Of key concern to her was the re-zoning and separation of certain aspects of life. Previous to the war, old parts of Syria’s cities would merge homes, mosques, churches, markets, and schools all on the same street, layered together to create a harmonic and tolerant community, for the most part accepting of any differences. Now however, Syria has been torn apart by war and those threads of an all-inclusive community have been broken along with the buildings and city layouts that they all once called home. Marwa argued that current re-building projects in Syria are failing to acknowledge the important role this sense of encompassing community plays in a society of differing cultures, multiple religions and a vast array of backgrounds. After all she stated, ‘a built environment only becomes a home through belonging and sharing‘. She described how leading architects and city planners are now categorising and separating people according to their distinctions, thus creating a complex and strained society fueled by external political pressures and internal hardships.

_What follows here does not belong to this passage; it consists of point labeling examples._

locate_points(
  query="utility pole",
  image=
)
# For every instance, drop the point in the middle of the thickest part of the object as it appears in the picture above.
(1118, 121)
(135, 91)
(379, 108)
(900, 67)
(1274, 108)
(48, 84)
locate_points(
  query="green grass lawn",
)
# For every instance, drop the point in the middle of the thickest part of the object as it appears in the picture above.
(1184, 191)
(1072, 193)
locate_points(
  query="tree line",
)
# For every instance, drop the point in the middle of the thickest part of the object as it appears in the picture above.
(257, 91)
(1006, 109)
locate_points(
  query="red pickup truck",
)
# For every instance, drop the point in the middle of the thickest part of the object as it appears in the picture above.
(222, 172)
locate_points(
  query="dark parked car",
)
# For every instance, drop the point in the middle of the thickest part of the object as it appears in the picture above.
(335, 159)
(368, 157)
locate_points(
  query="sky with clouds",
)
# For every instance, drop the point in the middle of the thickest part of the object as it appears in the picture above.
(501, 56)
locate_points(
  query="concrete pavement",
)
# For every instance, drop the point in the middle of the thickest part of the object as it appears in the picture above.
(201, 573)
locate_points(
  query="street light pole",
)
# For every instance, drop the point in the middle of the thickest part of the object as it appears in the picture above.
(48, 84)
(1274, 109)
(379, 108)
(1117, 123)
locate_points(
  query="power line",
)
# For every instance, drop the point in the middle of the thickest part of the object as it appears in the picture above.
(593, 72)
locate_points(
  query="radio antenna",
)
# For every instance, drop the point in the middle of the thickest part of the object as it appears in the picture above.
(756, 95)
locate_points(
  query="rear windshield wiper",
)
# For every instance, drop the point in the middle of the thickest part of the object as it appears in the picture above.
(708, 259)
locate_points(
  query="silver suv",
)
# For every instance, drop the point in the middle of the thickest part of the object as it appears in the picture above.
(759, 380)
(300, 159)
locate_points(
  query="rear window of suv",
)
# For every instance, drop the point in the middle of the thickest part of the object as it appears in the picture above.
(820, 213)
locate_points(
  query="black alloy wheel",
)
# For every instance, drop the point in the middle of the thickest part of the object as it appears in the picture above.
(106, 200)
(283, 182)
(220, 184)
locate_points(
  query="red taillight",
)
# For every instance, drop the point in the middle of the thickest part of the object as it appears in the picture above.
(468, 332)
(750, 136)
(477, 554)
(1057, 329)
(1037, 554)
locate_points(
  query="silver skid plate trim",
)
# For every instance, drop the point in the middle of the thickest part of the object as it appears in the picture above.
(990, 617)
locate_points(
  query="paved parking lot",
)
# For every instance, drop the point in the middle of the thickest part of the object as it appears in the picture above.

In all, a fascinating speech that left one with much to think upon after leaving the room.

Most amusing moment of the day?

When discussing why mainstream political parties need to return to the conservative centre in Left, Right, Left, Troy Bramston and Lee Zachariah tried to sum up the pointlessness of voting for a One Nation-like Liberal party or a Greens-like Labour party, arguing that if you really agreed with their far-right or far-left policies you would simply vote One Nation or Greens instead of a ‘sort-of-like-them-party’. Eventually Lee stated:

“It’s like McDonald’s having a salad menu!”

If that didn’t make any sense… you just had to be there.